Evoquant les menaces physiques ou politiques faites à RT France, dont la rédaction est comme le rappelle le syndicat «composée très majoritairement de journalistes professionnels français passés par différents médias», le SNJ affirme : «S'en prendre ainsi à ses salariés est inacceptable.»
Si le syndicat se distance du «positionnement éditorial» de RT France, il affirme néanmoins : «Les intimidations et menaces de représailles n'ont jamais fait avancer la cause de la liberté de la presse.»
«Un acte de censure qui réduit le pluralisme de l'information»
Alors que le ministre français des Affaires étrangères Jean-Yves Le Drian a annoncé qu'une décision concernant RT et Sputnik serait prise dans les jours à venir, le SNJ déplore la confusion, «sans la moindre nuance», entre le «travail d'une rédaction [et] la politique du pays qui la finance».
Soulignant la «volonté» des journalistes composant la rédaction de RT France – comme d'autres – de «traiter l'information avec sérieux et honnêteté», le SNJ conclut : «En temps de guerre, la tentation est souvent grande de régler ses comptes en s'attaquant à des médias. S'en prendre à des journalistes, les expulser, interdire les chaînes ou les journaux dans lesquels ils travaillent constitue, quelles que soient les intentions affichées, un acte de censure qui réduit le pluralisme de l'information. Ce n'est jamais la bonne réponse.»
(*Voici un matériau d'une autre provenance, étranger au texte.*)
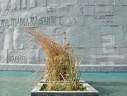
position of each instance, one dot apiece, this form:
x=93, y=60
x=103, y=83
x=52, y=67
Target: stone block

Le 27 février, lors d'une conférence de presse, la présidente de la Commission européenne Ursula von der Leyen avait affirmé : «Nous allons interdire dans l'UE la machine médiatique du Kremlin. Les médias d'Etat Russia Today et Sputnik, ainsi que leurs filiales, ne pourront plus diffuser leurs mensonges pour justifier la guerre de Poutine et pour semer la division dans notre Union. Nous développons donc des outils pour interdire leur désinformation toxique et nuisible en Europe», a déclaré Ursula von der Leyen. Un «bannissement» également promis par Josep Borrell lors d'une conférence de presse commune.
Alors que la question de la conformité d'une telle interdiction, au regard en particulier des différentes législations nationales, se pose, la présidente de RT France Xenia Fedorova avait réagi en ces termes : «La décision de bannir notre chaîne, dans laquelle travaillent 176 salariés, dont plus de 100 journalistes, est une violation de l'Etat de droit et va à l’encontre des principes mêmes de la liberté d'expression. Rien ne peut justifier cette censure.»
Les médias RT ont été maintes fois accusés par des responsables politiques européens d'être des «organes de propagandes russes», au seul motif que leur source de financement est russe. Ainsi, le président de la République française Emmanuel Macron a qualifié RT France de cette manière par le passé, au mépris du fait que les journalistes de ces médias possèdent une carte de presse française et que la chaîne RT France dispose d'une convention avec l’Arcom (ex-CSA) et n'a jamais été sanctionnée par le régulateur.
Si RT France est habituée des attaques à son égard, de la part d'activistes, médias et organisations militantes qui multiplient les amalgames, ces attaques ont gagné en ampleur ces dernières semaines, dans le contexte de la crise ukrainienne. Partant, RT France avait récemment condamné la pression politique sur l’Arcom, qui vise à nuire au média et va, selon la communication de celui-ci, «à l’encontre du socle légal visant à protéger la liberté d'expression».